Now, at least, we could settle in, right? Wrong again, Roger. FPGA companies went to wider logic elements – 6-ish input look up tables. They couldn’t just suddenly change their units, and there was nothing left on the device to count. They semi-settled on what we have today, which is a “logic elements” number that’s equal to the number of 6-input LUTs multiplied by a factor deemed appropriate for the conversion from 4-input LUTs, then multiplied by another “our marketing is better than your marketing” factor in order to make it bigger than the other guy’s.
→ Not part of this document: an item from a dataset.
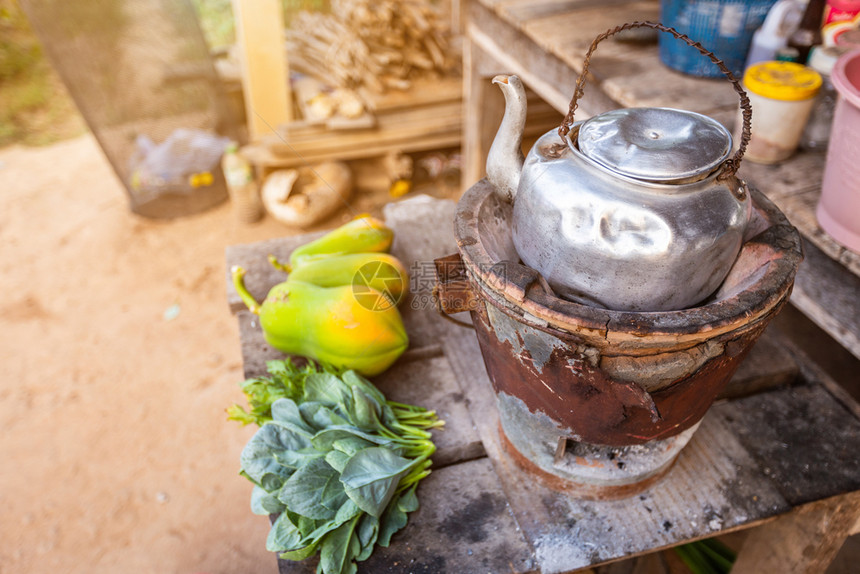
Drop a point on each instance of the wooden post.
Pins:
(265, 73)
(483, 108)
(803, 541)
With Stratix IV, all of this fudge-factoring is not really an issue because 680K is enough bigger (a little more than double the 330K Xilinx claims for their current largest Virtex-5 LX device) than anything else on the market that all the marketing factors in the world won’t bridge the gap. These devices are big enough to handle the demands of a great many high-end ASIC users, which brings us to another important topic – HardCopy. In the same announcement with Stratix IV, Altera is announcing the matching HardCopy family. HardCopy takes your FPGA design and converts it directly to an ASIC, saving significantly on unit cost at high volume.
HardCopy does have an NRE, but it’s an order of magnitude lower than a similar-complexity standard-cell ASIC, and it does take a few weeks to spin your design, but the spin is far faster than a “normal” ASIC. Taking advantage of the 40nm technology, a lot of the inefficiency of the 1:1 FPGA correlation in the architecture is eliminated when comparing with 65nm or particularly with 90nm ASIC. In short, Stratix IV to HardCopy is an extremely attractive strategy for getting a high-performance, high-density ASIC design at 40nm. Unit costs are sill higher than a full-boat ASIC, but by the time you amortize the NRE savings and get your device to market faster, much of that difference is also erased.
Altera says that customers can start designing with the 8.0 release of Quartus II (also announced this week) and can expect engineering samples of the first devices in the fourth quarter of this year. Volume production will likely commence in phases beginning in 2009, and customer tapeouts for HardCopy IV ASICs will start in Q3 2009. That gives you just about enough time to get your product up and working with the Stratix IV FPGA version, win some market share, and then go to profit by cost reducing with HardCopy IV. It’s a nice picture.